Given a random pair (or a random vector), the marginal probability distribution models the distribution of one of (or a subset of) the variables.
For a discrete random pair, the marginal distribution of a variable gives the probability of observing its values independently of the value of the other. It can be computed as the sum of the probabilities of observing pair of values for all possible values of the second variable.
For a continuous random pair, the marginal probability density function of a variable is obtained by summing (integrating) the joint probability density function over all possible values of the second variable.
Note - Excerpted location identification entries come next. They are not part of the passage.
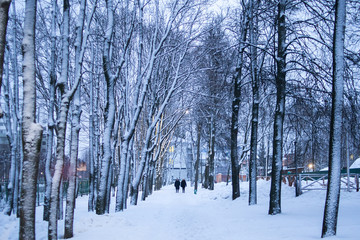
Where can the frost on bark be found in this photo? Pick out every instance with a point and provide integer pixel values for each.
(31, 132)
(80, 44)
(110, 109)
(235, 107)
(333, 189)
(66, 97)
(275, 191)
(13, 123)
(4, 16)
(197, 161)
(51, 123)
(255, 104)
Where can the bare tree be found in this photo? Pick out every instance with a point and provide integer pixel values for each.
(80, 45)
(66, 98)
(275, 191)
(238, 79)
(333, 189)
(31, 132)
(4, 16)
(110, 108)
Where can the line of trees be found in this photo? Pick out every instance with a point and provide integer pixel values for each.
(130, 77)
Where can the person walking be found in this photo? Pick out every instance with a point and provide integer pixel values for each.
(177, 185)
(183, 185)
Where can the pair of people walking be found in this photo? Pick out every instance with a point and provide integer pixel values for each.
(177, 185)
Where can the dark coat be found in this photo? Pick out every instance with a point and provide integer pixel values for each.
(183, 183)
(177, 184)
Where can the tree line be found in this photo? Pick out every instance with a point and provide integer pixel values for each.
(253, 83)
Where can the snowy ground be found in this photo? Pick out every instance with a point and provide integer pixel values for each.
(209, 215)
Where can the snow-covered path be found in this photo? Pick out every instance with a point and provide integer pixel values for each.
(212, 215)
(208, 215)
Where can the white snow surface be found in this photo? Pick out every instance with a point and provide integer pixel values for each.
(208, 215)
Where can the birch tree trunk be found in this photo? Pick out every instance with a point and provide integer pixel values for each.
(255, 104)
(275, 191)
(197, 161)
(13, 123)
(80, 45)
(4, 16)
(12, 136)
(333, 189)
(31, 132)
(235, 168)
(51, 123)
(109, 113)
(211, 154)
(66, 97)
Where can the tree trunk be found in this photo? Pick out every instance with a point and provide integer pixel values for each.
(255, 105)
(31, 132)
(66, 97)
(197, 161)
(235, 114)
(333, 189)
(4, 17)
(275, 191)
(211, 179)
(51, 124)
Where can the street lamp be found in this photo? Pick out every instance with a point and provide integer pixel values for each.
(311, 166)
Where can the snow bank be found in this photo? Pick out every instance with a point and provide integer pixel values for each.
(208, 215)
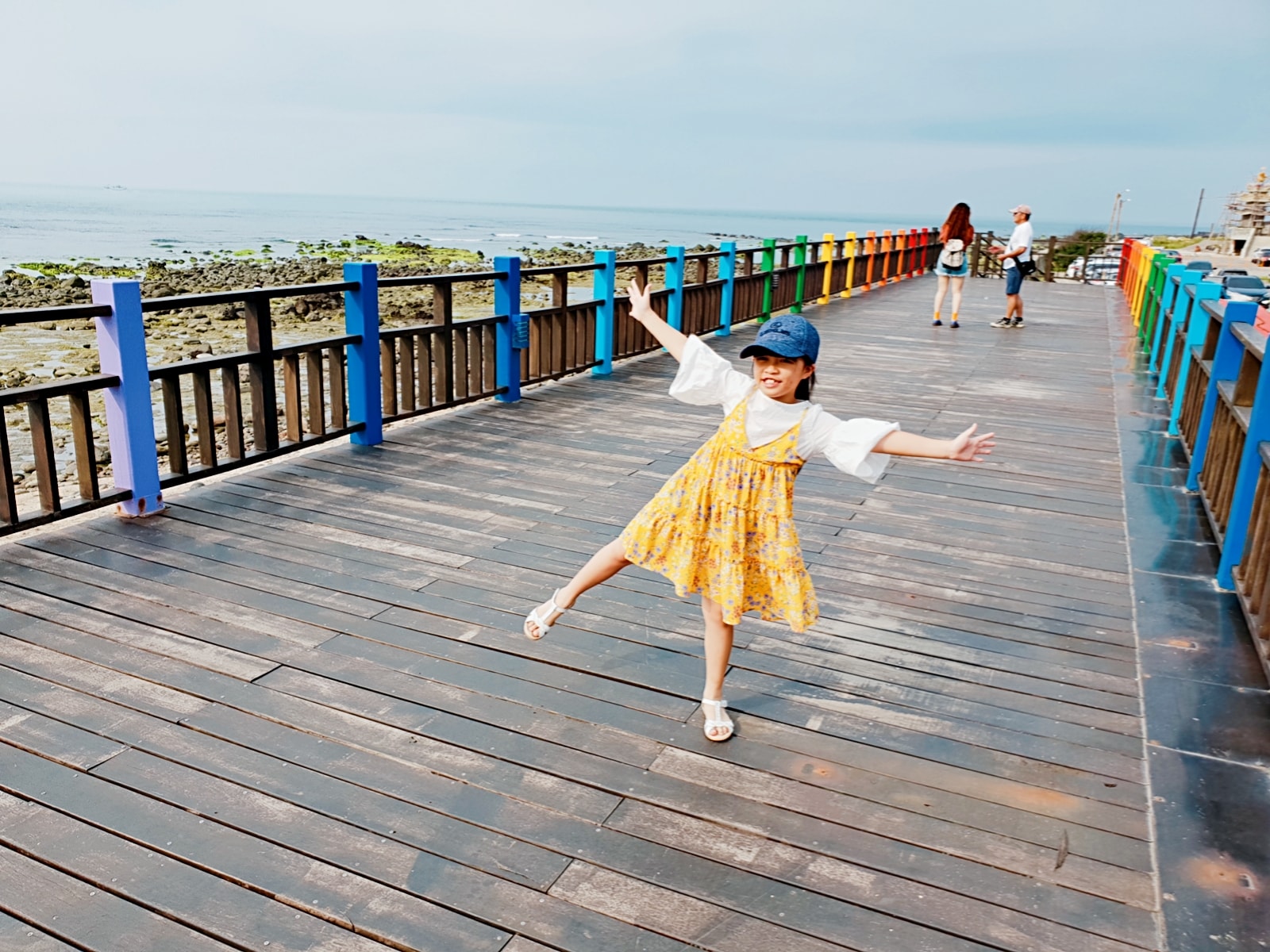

Given a discrete random pair $(X,Y)\in\X\times\Y$, the marginal probability distribution of $X$ (respectively $Y$) is defined as $$ P_{X} : \Sigma_X \rightarrow [0,1] $$ with $$ P_{X} ( x ) = P(X=x ) = \sum_{y\in\Y} P(X=x,\ Y=y) = \sum_{y\in\Y} P_{X,Y}(x,\ y) , $$ where $P_{X,Y}$ is the joint probability distribution of $(X,Y)$.
Given a continuous random pair $(X,Y)\in\X\times\Y$, the marginal probability density function of $X$ is defined as $$ p_{X} : \X \rightarrow \R^+ $$ with $$ p_{X}( x ) = \int_{\Y} p_{X,Y}(x,y) dy $$ where $p_{X,Y}$ is the joint probability density function of $(X,Y)$.